Hundreds latch on at Belfast breastfeeding festival

Second annual Breastival event aims to ‘normalise, celebrate and support’ feeding

Hundreds of women have gathered in Belfast for the second annual Breastival event to celebrate World Breastfeeding Week.

Over 1,500 people from across Ireland and Scotland registered for Saturday’s event at the Ulster Museum in the south of the city which promoted the messages: “normalise, celebrate and support”.

Some 191 babies and toddlers were breastfed during the ‘Big Latch On’, while politicians took part in a Politics of Milk discussion. This heard calls for MPs to adopt a World Health Organisation (WHO) code on the marketing of breastmilk substitutes and for MLAs to help get legislation in place to promote and protect breastfeeding in public, which has been stalled since Stormont collapsed in January 2017.

Jennie Wallace (37) from east Belfast and Jennifer Hanratty from east Belfast via Dundalk decided to set up Breastival in 2017 after DUP MP Sammy Wilson made controversial remarks about breastfeeding.


In 2016 the East Antrim MP caused controversy when he said there was an element of voyeurism in women wanting to breastfeed in the House of Commons before amending his comment to “exhibitionism”.

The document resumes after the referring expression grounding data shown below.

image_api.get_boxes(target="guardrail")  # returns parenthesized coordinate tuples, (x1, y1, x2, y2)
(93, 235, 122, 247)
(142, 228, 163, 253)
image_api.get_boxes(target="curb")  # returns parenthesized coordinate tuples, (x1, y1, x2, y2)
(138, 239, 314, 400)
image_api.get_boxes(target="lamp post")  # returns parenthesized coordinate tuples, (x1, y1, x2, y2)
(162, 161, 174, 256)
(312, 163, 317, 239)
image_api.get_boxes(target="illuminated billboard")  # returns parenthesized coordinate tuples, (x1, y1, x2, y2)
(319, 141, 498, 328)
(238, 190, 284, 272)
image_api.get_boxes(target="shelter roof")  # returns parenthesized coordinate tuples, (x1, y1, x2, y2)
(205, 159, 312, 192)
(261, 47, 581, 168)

The DUP distanced itself from the comments at the time, saying Mr Wilson was expressing a personal view and that it was “vital we continue to promote breastfeeding and ensure adequate public awareness of its benefits”.

“We started Breastival last year as a reaction to Sammy Wilson’s comments and because we wanted to do something more than the online support groups,” Jennie said.

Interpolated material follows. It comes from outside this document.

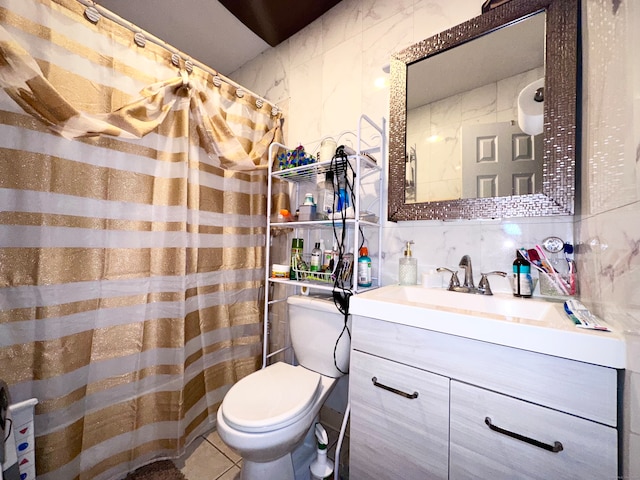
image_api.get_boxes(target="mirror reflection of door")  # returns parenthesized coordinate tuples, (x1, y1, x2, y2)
(462, 122, 543, 198)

“Breastfeeding rates in Northern Ireland and the Republic of Ireland are some of the worst in the world.”

She added: “It’s cultural thing and comments from our politicians don’t help and feed into that culture. It’s generational too. If you haven’t seen your relatives doing it then getting that process started is difficult.”

Ms Wallace said celebrity endorsement of breastfeeding from the likes of US model Christine Teigen and positive media coverage like a recent Dispatches documentary was helping change attitudes in Ireland.

“It’s not about saying breast is best and being militant, it’s about normalising it and saying its nothing strange, startling or magical is happening, it’s just normal,” she said.

“Breastfeeding is normal but it’s not always easy for people. It can have its challenges so we are saying whether you have breastfeed your baby for six day, six months or six years we are saying, well done.

Teacher Alison McAlea (28) from Strabane was at the event with her son Daniel and her friends from the Colin Sure Start breastfeeding support group.

“Support keeps you going and makes you not want to give up,” she said.

“You want to see everyone at the class the following week, and other people’s experiences really help you out if you come across a stumbling block.”

Aisling Toner (36) from Belfast was feeding baby daughter Mattie as she spoke to The Irish Times.

Ms Toner explained she was anxious about breastfeeding in public until she joined the Sure Start programme.

“I had some problems until I started going to our wee group,” she said.

“We were doing an exercise class together and it was the first time I was out in a cafe with other breastfeeding mums so it has been from then.”

Claire Allcutt, chair of Baby Feeding Law Group Ireland, based in the Republic, said it want to raise awareness of what she described as inappropriate marketing of breastmilk substitutes.

“Breastfeeding is very important, supporting all parents is very important and the protection of optimal feeding is often overlooked,” she said.

Dr Maria Herron from sister organisation Code Monitoring Northern Ireland said she was concerned about the marketing of formula and other baby products.

“We want to make people aware of the impact formula companies are having on breastfeeding,” she said.

“We want parents to have informed choices based on scientific fact.

“We have a bottle feeding culture across the island of Ireland so what we are trying to do in calling for the full implementation of the WHO international code is to try to protect mothers, breastfeeding babies and also babies who are formula fed.”